This follows standard PyTorch practice; instead of saving massive trained networks, the pickled weights may simply be loaded into a freshly created network.
[14]:
msdnet_model.save_network_parameters("this_msdnet.pt")
smsnet_model.save_network_parameters("this_smsnet.pt")
tunet_model.save_network_parameters("this_tunet.pt")
Load networks from file
Each network library loads in the .pt file containing architecture-governing hyperparameters and learned weights.
[15]:
copy_msdnet = msdnet.MSDNetwork_from_file("this_msdnet.pt")
copy_smsnet = smsnet.SMSNetwork_from_file("this_smsnet.pt")

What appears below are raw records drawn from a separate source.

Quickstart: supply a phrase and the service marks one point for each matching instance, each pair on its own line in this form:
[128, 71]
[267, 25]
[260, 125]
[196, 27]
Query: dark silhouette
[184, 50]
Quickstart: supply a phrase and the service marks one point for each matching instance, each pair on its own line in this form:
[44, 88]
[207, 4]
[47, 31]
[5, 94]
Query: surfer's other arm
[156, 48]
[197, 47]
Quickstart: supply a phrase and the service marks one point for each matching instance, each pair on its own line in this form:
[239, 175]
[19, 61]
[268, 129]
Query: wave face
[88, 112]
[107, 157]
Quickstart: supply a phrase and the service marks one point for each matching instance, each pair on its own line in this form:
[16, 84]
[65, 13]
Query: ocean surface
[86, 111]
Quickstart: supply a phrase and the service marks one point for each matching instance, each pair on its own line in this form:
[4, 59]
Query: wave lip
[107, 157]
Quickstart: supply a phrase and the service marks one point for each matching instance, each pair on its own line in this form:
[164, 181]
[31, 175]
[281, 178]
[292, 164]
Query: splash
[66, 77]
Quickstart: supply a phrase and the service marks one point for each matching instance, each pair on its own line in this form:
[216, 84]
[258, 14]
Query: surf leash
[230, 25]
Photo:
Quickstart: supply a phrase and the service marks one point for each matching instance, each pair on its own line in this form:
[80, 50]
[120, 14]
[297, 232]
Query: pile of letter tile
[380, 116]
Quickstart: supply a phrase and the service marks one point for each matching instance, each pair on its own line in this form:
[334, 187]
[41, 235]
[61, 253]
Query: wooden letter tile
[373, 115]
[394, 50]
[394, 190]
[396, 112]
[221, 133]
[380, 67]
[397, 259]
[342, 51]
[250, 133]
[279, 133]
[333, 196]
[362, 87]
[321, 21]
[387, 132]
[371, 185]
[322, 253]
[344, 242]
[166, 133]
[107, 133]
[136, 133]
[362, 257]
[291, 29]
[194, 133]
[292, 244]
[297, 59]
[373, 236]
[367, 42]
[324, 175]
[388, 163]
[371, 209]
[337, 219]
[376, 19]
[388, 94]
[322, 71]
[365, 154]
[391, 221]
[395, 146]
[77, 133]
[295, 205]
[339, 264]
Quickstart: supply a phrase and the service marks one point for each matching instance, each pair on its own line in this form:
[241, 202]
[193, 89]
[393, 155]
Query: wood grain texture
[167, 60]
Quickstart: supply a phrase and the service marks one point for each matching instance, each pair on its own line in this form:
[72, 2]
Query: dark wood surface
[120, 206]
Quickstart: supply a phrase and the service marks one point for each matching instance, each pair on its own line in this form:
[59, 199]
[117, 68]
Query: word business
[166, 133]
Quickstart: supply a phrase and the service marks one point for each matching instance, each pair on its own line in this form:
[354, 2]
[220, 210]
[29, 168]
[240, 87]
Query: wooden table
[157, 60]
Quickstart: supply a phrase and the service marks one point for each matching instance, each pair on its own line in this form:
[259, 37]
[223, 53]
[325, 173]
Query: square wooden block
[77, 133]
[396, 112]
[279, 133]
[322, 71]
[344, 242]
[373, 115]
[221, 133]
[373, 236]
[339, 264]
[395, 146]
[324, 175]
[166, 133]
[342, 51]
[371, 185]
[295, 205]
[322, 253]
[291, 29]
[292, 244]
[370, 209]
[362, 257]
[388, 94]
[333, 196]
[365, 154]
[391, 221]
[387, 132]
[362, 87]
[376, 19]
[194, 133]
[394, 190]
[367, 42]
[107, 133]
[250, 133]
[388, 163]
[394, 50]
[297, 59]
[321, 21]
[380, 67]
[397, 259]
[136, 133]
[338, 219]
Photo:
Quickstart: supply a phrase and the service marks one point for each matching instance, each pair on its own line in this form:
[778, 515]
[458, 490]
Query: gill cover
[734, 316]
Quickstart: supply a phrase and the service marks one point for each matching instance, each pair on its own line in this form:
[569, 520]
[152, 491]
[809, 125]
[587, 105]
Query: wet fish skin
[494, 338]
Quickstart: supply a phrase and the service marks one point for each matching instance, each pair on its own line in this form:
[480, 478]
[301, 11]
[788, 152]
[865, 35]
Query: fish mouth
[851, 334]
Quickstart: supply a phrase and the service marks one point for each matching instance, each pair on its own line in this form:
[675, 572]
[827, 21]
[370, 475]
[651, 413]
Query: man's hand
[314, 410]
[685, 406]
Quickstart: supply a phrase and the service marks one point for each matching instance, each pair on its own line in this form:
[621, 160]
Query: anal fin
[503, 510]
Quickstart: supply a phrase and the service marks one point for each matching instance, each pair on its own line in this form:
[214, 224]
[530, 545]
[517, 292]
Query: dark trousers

copy_tunet = tunet.TUNetwork_from_file("this_tunet.pt")
Verify loaded networks
Network copies are loaded from file and checked against the originals.
[16]:
with torch.no_grad():
r1 = msdnet_model(test_x)
r2 = copy_msdnet(test_x)
delta = r1-r2
assert torch.max(torch.abs(delta)) < 1e-8
[17]:
with torch.no_grad():
r1 = smsnet_model(test_x)
r2 = copy_smsnet(test_x)
delta = r1-r2
assert torch.max(torch.abs(delta)) < 1e-8
[18]:
with torch.no_grad():
r1 = tunet_model(test_x)
r2 = copy_tunet(test_x)
delta = r1-r2
assert torch.max(torch.abs(delta)) < 1e-8